Em 1951, o astrónomo alemão Ludwig Biermann (1907-1986) prevê a existência do vento solar e expõe a sua teoria segundo a qual, estes feixes de partículas oriundos das regiões activas do Sol, seriam a principal causa para a formação da cauda iónica. Já em 1943, Cuno Hoffmeister (1892-1968) tinha observado que as caudas iónicas apresentavam um pequeno ângulo de aberração, ou seja, desviavam-se ligeiramente, cerca de 6º, da direcção anti-solar. Este ângulo foi correctamente interpretado por Biermann, que, continuando a ideia estabelecida por Lodge no início do século, propôs que os choques entre as partículas que constituem o vento solar e as moléculas da coma originavam e explicavam a existência das caudas rectilíneas. As altas velocidades a que se deslocam algumas das estruturas presentes nas caudas exigiam, no entanto, que o vento solar fosse mais denso do que o que se tinha estimado antes. Em 1957, Hannes Alfvén (1908-1995) resolve essa inconsistência argumentando que o vento solar arrasta consigo um campo magnético e é esse campo que acelera os iões formando, a cauda rectilínea.


Imagem do cometa West, 1976. Créditos: NASA.
Biermann sugere a existência de um fluxo de partículas (protões e electrões) que por troca de momento com os iões de CO+ existentes na cauda iónica dariam a forma alongada que estas apresentam.
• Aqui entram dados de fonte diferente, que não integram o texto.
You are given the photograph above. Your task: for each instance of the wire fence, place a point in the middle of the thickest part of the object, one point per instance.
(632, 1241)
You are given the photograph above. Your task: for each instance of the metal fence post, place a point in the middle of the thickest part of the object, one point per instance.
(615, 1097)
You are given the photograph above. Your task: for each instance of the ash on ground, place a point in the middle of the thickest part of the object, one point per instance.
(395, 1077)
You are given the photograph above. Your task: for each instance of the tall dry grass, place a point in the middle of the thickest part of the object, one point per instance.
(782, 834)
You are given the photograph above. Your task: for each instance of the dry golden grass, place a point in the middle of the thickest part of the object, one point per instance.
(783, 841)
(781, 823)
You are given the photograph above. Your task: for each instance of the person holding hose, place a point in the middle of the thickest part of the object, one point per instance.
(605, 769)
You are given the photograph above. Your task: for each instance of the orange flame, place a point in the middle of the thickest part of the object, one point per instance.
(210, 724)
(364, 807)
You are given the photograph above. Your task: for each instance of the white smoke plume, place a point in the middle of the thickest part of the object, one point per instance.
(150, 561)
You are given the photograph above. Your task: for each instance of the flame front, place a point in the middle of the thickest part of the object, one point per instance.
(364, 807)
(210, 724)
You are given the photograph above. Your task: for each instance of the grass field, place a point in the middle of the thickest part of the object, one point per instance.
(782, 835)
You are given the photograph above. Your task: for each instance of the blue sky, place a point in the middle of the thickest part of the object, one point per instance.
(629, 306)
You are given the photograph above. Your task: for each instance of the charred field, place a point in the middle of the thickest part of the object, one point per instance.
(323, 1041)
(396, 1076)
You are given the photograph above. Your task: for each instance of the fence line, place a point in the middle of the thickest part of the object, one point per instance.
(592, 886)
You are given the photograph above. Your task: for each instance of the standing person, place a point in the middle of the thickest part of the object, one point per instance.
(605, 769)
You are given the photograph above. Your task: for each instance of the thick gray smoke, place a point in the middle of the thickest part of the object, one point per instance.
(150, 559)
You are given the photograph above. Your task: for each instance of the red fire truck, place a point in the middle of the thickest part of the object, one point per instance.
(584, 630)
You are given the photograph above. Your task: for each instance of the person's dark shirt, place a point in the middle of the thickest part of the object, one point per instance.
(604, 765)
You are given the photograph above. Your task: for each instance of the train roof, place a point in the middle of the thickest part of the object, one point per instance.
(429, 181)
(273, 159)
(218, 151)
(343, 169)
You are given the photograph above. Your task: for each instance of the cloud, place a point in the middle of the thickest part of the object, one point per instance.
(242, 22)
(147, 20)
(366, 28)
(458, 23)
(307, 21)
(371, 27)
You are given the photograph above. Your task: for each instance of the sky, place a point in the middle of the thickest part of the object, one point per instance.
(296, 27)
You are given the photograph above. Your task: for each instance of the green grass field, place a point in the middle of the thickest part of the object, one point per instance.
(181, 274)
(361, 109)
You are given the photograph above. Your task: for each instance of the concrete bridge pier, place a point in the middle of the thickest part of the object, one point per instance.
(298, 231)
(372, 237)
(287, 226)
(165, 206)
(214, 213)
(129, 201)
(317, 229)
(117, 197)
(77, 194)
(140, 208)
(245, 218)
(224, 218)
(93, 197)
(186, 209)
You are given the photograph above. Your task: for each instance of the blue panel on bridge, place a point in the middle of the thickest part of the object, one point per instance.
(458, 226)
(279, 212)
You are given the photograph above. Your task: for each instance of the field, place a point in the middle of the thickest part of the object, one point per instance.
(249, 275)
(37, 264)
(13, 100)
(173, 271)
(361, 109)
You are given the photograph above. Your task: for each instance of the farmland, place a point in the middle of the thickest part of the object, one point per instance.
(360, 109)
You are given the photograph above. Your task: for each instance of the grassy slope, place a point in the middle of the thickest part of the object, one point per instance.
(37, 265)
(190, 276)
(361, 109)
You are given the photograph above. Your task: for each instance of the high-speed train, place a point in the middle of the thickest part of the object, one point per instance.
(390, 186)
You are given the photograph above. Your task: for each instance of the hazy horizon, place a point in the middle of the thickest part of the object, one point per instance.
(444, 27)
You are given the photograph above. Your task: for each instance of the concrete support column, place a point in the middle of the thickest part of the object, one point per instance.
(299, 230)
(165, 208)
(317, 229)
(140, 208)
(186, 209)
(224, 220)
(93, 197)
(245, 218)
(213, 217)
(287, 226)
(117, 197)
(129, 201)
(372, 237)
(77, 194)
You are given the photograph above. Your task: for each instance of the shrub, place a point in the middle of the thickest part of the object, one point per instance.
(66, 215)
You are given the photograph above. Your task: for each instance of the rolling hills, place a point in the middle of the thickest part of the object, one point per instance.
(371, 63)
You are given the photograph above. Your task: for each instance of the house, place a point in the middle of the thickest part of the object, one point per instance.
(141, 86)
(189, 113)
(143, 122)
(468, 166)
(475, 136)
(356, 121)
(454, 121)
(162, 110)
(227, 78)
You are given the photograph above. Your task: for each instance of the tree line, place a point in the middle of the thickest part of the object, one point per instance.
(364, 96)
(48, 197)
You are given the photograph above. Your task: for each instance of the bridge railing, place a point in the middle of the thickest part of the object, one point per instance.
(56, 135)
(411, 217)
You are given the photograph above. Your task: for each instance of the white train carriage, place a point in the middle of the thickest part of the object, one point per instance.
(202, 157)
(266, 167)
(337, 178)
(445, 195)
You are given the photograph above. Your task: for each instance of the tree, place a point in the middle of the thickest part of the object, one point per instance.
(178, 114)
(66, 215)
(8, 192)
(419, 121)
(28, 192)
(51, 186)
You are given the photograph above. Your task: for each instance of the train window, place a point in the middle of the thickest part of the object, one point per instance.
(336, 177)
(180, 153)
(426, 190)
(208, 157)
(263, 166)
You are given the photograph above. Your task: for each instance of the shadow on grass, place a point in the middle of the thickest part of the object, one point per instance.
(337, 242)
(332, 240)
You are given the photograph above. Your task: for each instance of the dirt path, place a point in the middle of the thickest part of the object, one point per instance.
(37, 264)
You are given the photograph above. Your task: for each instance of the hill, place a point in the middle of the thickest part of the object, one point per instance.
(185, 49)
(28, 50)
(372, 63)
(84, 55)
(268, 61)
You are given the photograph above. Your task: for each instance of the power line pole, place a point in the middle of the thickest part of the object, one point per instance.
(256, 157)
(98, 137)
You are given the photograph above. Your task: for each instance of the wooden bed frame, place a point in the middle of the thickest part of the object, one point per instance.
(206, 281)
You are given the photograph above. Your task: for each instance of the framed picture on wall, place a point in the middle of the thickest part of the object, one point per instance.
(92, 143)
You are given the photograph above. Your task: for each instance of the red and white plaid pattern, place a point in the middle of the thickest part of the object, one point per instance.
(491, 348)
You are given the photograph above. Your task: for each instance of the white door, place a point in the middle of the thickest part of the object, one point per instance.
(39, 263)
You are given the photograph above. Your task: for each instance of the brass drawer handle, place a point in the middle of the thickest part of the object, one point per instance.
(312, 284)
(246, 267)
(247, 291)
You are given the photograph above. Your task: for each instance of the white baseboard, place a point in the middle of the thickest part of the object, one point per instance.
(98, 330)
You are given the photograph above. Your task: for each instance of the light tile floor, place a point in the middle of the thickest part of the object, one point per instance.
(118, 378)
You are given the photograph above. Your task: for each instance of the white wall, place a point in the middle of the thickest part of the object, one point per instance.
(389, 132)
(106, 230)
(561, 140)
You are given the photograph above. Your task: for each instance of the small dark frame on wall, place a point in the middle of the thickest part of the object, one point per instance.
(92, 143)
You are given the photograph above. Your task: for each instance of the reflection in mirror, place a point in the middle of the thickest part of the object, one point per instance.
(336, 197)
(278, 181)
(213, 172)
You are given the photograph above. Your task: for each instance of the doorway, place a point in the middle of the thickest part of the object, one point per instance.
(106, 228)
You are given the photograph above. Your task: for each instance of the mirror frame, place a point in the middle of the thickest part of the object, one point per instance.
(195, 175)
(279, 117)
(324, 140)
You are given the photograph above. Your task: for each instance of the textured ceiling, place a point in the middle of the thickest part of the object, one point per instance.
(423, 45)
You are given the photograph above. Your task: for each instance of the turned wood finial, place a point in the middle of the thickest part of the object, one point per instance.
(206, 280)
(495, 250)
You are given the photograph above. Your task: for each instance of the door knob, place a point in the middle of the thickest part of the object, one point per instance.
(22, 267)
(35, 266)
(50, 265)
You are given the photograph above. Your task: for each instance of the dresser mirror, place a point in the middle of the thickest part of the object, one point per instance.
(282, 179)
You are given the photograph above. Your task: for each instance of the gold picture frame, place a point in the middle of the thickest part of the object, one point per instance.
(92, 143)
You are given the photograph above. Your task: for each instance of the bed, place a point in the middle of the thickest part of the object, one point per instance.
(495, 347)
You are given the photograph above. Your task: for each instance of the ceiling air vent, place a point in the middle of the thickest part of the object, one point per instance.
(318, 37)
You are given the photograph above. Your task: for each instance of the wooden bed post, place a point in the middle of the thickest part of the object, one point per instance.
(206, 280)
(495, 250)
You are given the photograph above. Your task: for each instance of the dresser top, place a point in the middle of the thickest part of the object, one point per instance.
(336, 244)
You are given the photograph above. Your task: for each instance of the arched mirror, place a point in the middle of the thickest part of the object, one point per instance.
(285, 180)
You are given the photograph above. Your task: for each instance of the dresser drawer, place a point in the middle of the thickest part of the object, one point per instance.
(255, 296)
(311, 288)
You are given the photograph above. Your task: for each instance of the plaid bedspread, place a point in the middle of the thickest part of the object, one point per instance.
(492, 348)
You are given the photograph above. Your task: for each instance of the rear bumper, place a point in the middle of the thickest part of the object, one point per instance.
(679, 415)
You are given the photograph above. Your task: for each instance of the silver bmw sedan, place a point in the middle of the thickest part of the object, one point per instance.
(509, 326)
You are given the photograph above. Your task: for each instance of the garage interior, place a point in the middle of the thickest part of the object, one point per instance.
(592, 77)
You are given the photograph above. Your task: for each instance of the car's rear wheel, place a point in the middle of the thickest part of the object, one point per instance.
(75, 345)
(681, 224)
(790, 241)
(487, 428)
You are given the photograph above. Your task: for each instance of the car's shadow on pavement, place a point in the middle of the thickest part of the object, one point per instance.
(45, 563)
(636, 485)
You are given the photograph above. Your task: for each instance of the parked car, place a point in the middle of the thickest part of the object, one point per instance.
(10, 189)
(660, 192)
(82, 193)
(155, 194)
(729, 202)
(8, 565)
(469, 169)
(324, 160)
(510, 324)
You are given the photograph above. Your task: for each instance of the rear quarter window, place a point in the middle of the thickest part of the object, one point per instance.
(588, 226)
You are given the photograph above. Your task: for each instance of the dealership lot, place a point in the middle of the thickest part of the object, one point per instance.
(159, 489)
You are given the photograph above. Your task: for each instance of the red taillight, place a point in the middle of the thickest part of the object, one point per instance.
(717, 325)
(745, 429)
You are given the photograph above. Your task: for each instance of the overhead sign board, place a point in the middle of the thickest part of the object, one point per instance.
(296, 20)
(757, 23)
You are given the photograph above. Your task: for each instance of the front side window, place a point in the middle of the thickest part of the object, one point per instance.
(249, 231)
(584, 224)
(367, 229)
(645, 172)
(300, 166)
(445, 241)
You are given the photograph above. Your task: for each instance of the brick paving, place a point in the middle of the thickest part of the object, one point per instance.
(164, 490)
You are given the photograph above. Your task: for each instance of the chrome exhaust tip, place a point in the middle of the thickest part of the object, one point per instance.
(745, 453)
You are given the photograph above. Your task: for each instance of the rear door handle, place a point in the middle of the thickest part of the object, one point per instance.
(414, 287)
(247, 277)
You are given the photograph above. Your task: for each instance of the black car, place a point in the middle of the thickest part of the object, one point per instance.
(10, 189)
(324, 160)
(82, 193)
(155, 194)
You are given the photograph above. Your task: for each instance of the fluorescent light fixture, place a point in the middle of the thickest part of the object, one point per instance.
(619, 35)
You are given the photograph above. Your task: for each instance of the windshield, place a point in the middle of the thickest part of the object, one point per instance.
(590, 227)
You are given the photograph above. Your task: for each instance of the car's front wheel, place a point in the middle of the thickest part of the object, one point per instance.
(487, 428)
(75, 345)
A pressão de radiação, único factor considerado naquela época, não justificava as grandes acelerações que se verificam nas caudas iónicas. Durante algum tempo, as caudas de iões dos cometas eram as únicas sondas de vento solar com uma boa distribuição, no espaço interplanetário.

A existência do vento solar foi confirmada, a partir de 1957, pelos dados de satélites artifíciais e apresenta as seguintes características: a sua influência sente-se até às 50 U.A.; tem uma velocidade que se situa entre os 350 e os 550 Km/s, fortemente dependente da rotação do Sol e da interacção com o cometa; a densidade média ronda algumas dezenas de partículas por centímetro cúbico e tem uma relação inversa com a velocidade; a sua temperatura é da ordem de 100 000 K e depende directamente da velocidade dos protões; depende directamente da actividade solar e por isso é muito anisotrópico e heterógeneo no espaço e no tempo, por isso, é de esperar que apresente um comportamento muito aleatório na sua relação com o cometa; a inversão da polaridade do campo magnético é responsável pelo processo de substituição da cauda iónica do cometa. A substituição das caudas foi amplamente estudada por Alfvén que afirma, ainda, que a cauda de iões deverá ser considerada parte do cometa, uma vez que esta está magneticamente ligada à sua cabeça.